Unlike a news story answering who, what, when or where, De Botton leaves the reader asking just why he bothered.
He argues that news is only one set of all the stories out there, and ''The news we are given about the nation is not the nation''.
Fair enough.
De Botton also questions why media outlets focus so much on the dark side or the banal side of humanity.
Um, OK.
In an age where connected humans can get get almost instantaneous news items from all corners of the globe, people care more ''about the birth of one baby to a member of the British royal family than about 100,000 desperate children from rickets and malaria in central Africa''.
And that is the fault of the media for not presenting the news in a compelling way.
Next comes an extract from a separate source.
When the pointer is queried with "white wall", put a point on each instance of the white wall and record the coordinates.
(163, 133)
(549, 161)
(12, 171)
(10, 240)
With the reporting of foreign news he takes issue with the media assessing a story based on how gruesome, tragic or macabre it is for the general public.
But when he counters it with this ''a bombing that kills thirty people is thought more newsworthy than a quiet day in a fishing village'', is quite frankly, naive.
And unlike the news site he rallies against, you have to dig a little deep to find something of interest in this book.
I did enjoyed his exploration of ''gaffe journalism'' - when journalists focus on errors a politician makes - but it is all too brief.
Another highlight was a candid picture of President Barack Obama pretending to be caught in a web from a young boy dressed up as Spider-Man. De Botton is at his best when pondering just why the news' audience feels compelled to keep checking for constant updates.
''To consult the news is to raise a seashell to our ears and to be overpowered by the roar of humanity.''
- Hamish McNeilly is an ODT Dunedin reporter.